Nicosia: The Treasury report on the state budget implementation for 2025 reveals a completion rate of 87% for revenues and 92% for actual expenditures. The figures reflect a nuanced financial landscape as the country navigates economic challenges.

According to Cyprus News Agency, the report highlights that 2025 revenues amounted to pound 10.20 billion, which is 87% of the planned state budget. This marks a decrease from the previous year's revenue of pound 10.81 billion, which achieved a 96% implementation rate. On the expenditure side, the report shows actual spending of pound 11.99 billion, representing a 92% execution of the budget, slightly improved from the 91% rate in 2024, which totaled pound 12.42 billion.

The Treasury notes that the decline in revenues can be attributed primarily to a drop in loan proceeds by pound 1.07 billion. However, this shortfall was partially offset by an increase in direct and indirect taxes of pound 0.37 billion and pound 0.17 billion, respectively.
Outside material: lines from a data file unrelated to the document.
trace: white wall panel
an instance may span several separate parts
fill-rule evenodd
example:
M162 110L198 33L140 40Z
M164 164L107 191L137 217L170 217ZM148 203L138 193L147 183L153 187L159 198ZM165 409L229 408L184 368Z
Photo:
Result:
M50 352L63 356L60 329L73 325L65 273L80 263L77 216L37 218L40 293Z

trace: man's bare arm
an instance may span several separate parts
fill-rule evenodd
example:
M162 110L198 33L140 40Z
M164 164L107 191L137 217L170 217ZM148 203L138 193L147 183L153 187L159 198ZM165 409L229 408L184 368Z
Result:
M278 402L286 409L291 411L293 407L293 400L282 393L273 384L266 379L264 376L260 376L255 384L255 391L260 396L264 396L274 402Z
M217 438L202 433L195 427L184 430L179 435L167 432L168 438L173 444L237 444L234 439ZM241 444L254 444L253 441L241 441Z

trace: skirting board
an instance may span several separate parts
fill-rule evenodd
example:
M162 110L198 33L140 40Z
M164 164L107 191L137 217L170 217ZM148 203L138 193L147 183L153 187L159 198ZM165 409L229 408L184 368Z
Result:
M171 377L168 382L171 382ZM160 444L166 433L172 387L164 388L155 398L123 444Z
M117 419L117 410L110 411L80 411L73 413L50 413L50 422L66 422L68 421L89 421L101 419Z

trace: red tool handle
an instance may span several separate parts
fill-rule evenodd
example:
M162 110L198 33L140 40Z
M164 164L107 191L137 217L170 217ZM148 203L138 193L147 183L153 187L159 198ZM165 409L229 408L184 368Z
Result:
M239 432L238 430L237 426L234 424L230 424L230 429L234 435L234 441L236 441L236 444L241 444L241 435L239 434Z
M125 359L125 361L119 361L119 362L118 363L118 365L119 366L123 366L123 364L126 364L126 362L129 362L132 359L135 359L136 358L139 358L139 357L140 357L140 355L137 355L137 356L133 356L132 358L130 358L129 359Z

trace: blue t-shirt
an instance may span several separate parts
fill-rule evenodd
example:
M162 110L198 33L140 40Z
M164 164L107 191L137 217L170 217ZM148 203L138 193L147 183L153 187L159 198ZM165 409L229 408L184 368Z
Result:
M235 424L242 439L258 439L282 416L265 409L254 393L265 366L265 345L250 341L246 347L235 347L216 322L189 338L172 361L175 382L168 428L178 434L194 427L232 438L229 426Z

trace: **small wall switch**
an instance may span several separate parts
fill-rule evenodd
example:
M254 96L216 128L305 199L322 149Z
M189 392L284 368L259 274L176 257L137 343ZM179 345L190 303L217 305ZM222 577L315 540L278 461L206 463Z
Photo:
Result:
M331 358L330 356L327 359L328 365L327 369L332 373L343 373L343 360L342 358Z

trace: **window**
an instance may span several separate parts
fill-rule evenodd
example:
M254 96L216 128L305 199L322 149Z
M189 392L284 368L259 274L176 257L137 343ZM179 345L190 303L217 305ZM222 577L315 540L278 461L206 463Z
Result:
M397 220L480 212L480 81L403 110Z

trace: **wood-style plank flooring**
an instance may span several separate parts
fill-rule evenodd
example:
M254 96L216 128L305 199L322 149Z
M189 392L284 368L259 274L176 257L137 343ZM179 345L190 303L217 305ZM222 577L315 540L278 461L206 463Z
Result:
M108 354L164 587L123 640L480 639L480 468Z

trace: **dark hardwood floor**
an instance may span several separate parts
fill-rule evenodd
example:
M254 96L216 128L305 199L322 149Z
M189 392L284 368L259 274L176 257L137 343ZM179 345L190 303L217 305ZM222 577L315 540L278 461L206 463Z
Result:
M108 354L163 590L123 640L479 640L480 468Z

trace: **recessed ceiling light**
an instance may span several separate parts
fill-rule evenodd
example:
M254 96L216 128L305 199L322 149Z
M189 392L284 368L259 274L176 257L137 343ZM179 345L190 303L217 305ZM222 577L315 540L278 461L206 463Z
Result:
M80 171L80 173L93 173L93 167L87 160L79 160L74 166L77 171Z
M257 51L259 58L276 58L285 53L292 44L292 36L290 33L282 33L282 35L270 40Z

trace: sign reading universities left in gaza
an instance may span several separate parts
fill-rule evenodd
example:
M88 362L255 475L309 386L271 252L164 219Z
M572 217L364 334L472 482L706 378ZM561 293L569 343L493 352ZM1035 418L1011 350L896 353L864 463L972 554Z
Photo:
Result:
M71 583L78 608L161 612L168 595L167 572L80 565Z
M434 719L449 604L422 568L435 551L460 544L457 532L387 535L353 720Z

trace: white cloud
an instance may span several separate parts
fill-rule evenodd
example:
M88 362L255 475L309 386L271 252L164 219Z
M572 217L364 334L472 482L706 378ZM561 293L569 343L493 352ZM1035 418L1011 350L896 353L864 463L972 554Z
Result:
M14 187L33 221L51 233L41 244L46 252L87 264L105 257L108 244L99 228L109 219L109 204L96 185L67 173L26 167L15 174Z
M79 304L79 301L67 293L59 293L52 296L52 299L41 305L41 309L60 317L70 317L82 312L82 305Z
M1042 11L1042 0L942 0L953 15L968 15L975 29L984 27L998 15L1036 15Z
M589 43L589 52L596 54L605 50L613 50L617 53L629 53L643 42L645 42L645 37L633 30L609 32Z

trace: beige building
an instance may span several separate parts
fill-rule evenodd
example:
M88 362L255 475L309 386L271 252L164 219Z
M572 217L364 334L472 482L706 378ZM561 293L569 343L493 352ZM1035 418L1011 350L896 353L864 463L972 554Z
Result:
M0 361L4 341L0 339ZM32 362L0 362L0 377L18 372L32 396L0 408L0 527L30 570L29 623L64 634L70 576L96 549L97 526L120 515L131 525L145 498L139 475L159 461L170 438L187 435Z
A closer examination of expenditures reveals a reduction mainly due to lower loan repayments, down by pound 0.84 billion. This was balanced by a rise in spending on social benefits and transfers and grants, which increased by pound 0.10 billion and pound 0.18 billion, respectively.

In terms of tax revenues, indirect taxes rose by pound 0.17 billion (4%) compared to 2024, driven by higher VAT revenues and increased returns from other indirect taxes and excise duties. Direct taxes witnessed a 6% increase, primarily due to enhanced corporate and personal income tax revenues.

The report elaborates that the decrease in loan proceeds for 2025, totaling pound 0.10 billion compared to pound 1.17 billion in 2024, is largely due to the rescheduling of a pound 1 billion loan to January 2026 instead of December 2025.

Loan and interest repayments for 2025 reached pound 2.54 billion, with significant portions allocated to external loan repayments and interest payments. The expenditure on wages, pensions, and gratuities saw a marginal decrease.

Social benefits expenditure grew by 5% to pound 2.02 billion, fueled by increased healthcare benefits and a grant to the Renewable Energy Sources Fund. Conversely, social welfare benefits experienced a slight decline.

Transfers and grants rose by 11% to pound 1.93 billion, while operating and other expenses fell by 3%. The report also covers capital expenditure implementation, which amounted to pound 469.3 million, and co-financed projects, which reached pound 336.3 million, alongside the realization of grants, contributions, and subsidies totaling pound 245.9 million.